As I am writing this, everything has been straightened out with the landlord and I am no longer worried about our living arrangements.  There is a giant leak in our ceiling in the common room (pictures @ flickr), but besides that everyone is all settled in.  With living arrangements behind me, now I can finally start thinking about classes, which start tomorrow at 8am.


Announcing the Weekly Wonton!

Hello world,

I am assuming that since you have navigated to this blog you have a good understanding of who I am and what I am doing, so there is no need to spend paragraphs introducing myself.  The short of it is that I just graduated from Yale and I am now spending nine months in China studying Chinese in the IUP program hosted by Berkelee College at Tsinghua University in Beijing.  You probably already know that I have been to China twice before in intensive language programs, but this time promises to be a completely different story.  For starters, the duration of this trip will be twice as long as both of my stays in China combined.  Furthermore, this time around I will be truly living the Beijing life – renting an apartment, cooking food (maybe), experiencing for the first time Chinese autumn, winter and spring, and much more.

Another big difference is that I am committed to doing a decent job of documenting my adventures here.  To the many fans who read my blog two summers ago describing my first experiences in Beijing, you may remember that the Daily Dumpling often fell short of its promise.  In honesty, I don’t think that the blog ever once lived up to its name.  Consequently, I became disheartened, and with each missed post was less motivated to salvage the blog.  Which is why this year I am proudly introducing the Weekly Wonton, a blog with more modest aspirations, that may prove to be a far more fulfilling blogging experience for both the writer and reader.  Throughout the course of my nine month adventures, there may be weeks during which I blog several times, and weeks of no blogging at all, but it is my goal to average at least one blog post a week.

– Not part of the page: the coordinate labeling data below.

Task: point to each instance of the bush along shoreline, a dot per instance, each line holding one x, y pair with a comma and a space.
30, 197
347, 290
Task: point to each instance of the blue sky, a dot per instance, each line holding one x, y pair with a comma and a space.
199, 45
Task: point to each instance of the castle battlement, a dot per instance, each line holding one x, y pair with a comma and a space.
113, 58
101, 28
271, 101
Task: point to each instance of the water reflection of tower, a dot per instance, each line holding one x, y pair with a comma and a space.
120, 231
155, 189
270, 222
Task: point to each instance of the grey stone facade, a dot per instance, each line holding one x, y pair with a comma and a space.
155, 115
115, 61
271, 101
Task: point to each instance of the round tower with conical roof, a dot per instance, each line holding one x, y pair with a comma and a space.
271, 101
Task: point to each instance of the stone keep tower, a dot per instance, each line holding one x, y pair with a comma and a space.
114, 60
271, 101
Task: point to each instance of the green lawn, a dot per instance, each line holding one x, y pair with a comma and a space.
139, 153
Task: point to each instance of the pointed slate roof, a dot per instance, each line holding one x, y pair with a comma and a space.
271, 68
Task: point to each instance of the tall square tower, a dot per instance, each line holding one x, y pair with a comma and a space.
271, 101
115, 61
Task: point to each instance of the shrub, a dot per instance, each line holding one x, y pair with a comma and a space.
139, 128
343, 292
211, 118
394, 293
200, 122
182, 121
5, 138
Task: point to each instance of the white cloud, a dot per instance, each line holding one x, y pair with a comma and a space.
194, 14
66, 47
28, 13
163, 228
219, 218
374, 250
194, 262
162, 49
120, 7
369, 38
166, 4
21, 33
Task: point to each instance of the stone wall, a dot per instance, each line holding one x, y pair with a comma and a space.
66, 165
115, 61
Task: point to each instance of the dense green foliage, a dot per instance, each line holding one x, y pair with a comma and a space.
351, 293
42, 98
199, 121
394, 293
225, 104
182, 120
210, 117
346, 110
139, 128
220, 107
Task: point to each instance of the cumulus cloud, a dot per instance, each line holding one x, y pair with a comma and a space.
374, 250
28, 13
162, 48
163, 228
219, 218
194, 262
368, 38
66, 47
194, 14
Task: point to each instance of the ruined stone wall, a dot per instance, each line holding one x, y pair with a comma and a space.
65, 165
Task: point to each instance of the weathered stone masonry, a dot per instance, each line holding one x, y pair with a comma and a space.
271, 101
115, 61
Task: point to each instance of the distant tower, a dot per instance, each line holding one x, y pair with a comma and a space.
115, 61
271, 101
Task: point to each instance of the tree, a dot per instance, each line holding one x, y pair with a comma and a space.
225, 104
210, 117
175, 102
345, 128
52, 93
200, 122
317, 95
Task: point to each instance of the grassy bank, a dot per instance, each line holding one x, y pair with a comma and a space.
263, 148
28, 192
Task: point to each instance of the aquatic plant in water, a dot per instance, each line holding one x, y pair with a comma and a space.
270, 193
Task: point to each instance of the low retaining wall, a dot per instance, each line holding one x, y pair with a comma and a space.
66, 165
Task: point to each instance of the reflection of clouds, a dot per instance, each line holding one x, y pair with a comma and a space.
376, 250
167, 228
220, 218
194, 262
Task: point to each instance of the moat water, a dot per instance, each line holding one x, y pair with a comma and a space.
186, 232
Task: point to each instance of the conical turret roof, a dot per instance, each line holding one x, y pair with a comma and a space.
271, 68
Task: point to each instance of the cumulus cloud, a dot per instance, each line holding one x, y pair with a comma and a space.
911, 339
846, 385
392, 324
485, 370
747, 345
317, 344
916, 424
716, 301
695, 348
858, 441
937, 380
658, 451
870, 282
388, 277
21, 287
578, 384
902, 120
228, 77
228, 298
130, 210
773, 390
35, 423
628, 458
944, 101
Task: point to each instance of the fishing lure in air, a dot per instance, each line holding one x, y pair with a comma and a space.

On top of this I am doing something exciting and new!  Just before boarding my plane to Beijing, I purchased a digital camera, which I have been carrying with me at all times since.  I’ve been taking a few pictures every day (and plan to continue to do so) and I will be uploading these pictures daily (I hope) to my flickr photo stream at  I’m going to try to be consistent about this so there should at least some new content every day or so.  For those of you who just can’t get enough of my blog, the weekly wonton flickr photo stream is a great place to go for bonus multimedia updates.

So that’s the promise of the weekly wonton: weekly blog posts and daily (ish) photo uploads.  I hope you enjoy.  Leave comments on my stuff so I know you care.